A UDACHA workflow from variant calling to ASV identification with MIXALIME. In the end, at 5% FDR, we identified 142312/105901/1167 ASVs in DNase-Seq/ATAC-Seq/FAIRE-Seq data, respectively. B Localization of chromatin ASVs in different types of genomic regions. The complete bars correspond to the full sets of SNPs coinciding with ASVs called from DNase-Seq (top) and ATAC-Seq (bottom). Bar labels: the percentage of ASVs falling into particular types of genomic regions. The top bar in each subpanel: significant ASVs passing 5% FDR, 84028 sites for DNase-Seq and 56014 for ATAC-Seq; bottom bar: candidate ASVs tested for significance, 1227242 sites for DNase-Seq and 859702 for ATAC-Seq. The annotation procedure is the same as in ADASTRA. C Top: eQTL enrichment of DNase-Seq (left) and ATAC-Seq (right) SNPs of different categories. Top panels, rows: different groups of ASVs: CT₁ ↑ CT₂ ↓ , ASVs with opposite allelic preferences in different cell types; CT₁ ↑ CT₂ ↑ , ASVs with the same allelic preferences across cell types; single-CT, ASVs significant in a single cell type only; non-ASVs, SNPs with ASV FDR  above  0.05. Columns: the number of eQTL target genes according to GTEx eQTL data. Bottom: the enrichment of DNase-Seq (left) and ATAC-Seq (right) ASVs with phenotype-associated SNPs. GWAS databases, rows: Genome-Wide Repository of Associations Between SNPs and Phenotypes (GRASP), European Bioinformatics Institute GWAS catalog (EBI), BROAD autoimmune diseases fine-mapping catalog (FINEMAPPING). Columns: the number of SNP associations with various phenotypes. The color scheme shows the odds ratios of the one-tailed Fisher’s exact test for a particular table cell against the rest. The gray cells correspond to non-significant enrichment with P > 0.05 after Bonferroni correction for the total number of tested cells. The values in the cells are the respective numbers of SNPs. Abbreviations: ASV Allele-Specific Variant, BAD Background Allelic Dosage, BetaNB Beta Negative Binomial, CT Cell Type, eQTL expression Quantitative Trait Locus, FDR False Discovery Rate, MCNB Marginalized Compound Negative Binomial, SNP Single Nucleotide Polymorphism, UTR UnTranslated Region.

Fig. 6. Comparison of allele-specific variants with GWAS results.

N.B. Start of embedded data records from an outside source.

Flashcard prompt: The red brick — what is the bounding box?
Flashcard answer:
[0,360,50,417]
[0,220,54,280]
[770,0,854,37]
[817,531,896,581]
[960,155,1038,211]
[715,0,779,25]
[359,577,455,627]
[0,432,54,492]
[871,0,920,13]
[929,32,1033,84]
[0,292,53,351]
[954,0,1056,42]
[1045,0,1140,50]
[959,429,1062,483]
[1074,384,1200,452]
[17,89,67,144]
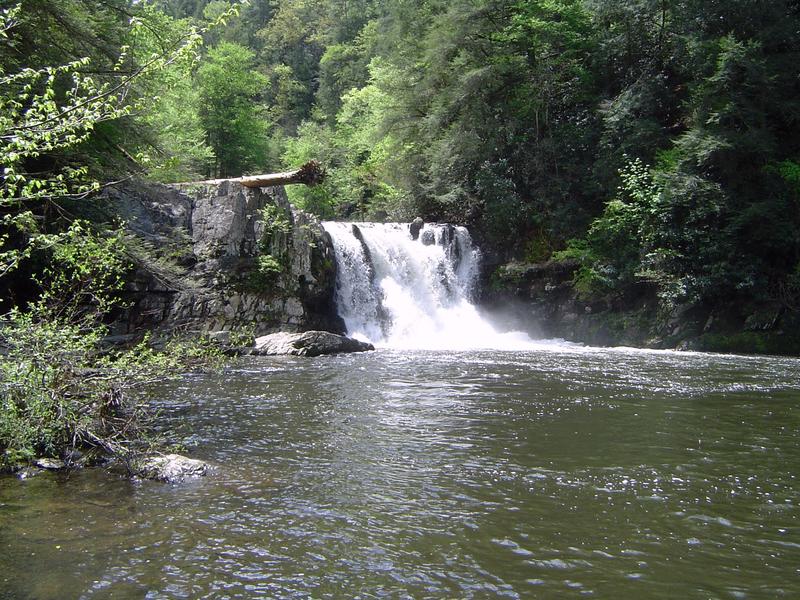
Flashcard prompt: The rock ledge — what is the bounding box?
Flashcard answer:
[252,331,375,356]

A Heart CAGE ASVs intersection with the SNPs significantly associated with systolic blood pressure according to UK Biobank. Y-axis: one-sided Fisher’s exact test −log₁₀(P-value) (left) and odds ratio (right). X-axis: different SNP groups based on their ASV significance: 2463 passing FDR 25%, 1781 for 10%, and 1455 for 5%. For ASVs passing FDR 5%, a set with the same number of coverage-matched SNPs but ASV FDR ≥ 0.5 was used for control. The color scale follows the Y-axis values. B S-LDSC regression results for 18 phenotypes from UK Biobank and 15 SNP categories from UDACHA (see Methods). Y-axis: GWAS trait used for partitioning heritability. X-axis: SNP categories for different cell lines and tissues used in the analysis including all SNPs, ASVs passing MIXALIME FDR 25, 10, and 5% as well as the control set of coverage-matched non-ASVs. The color scale denotes LDSC enrichment, and the asterisk for positive enrichment denotes the LDSC P < 0.1 adjusted for the number of traits. Abbreviations: ASV Allele-Specific Variant, FDR False Discovery Rate, SNP Single Nucleotide Polymorphism, S-LDSC Stratified Linkage Disequilibrium Score.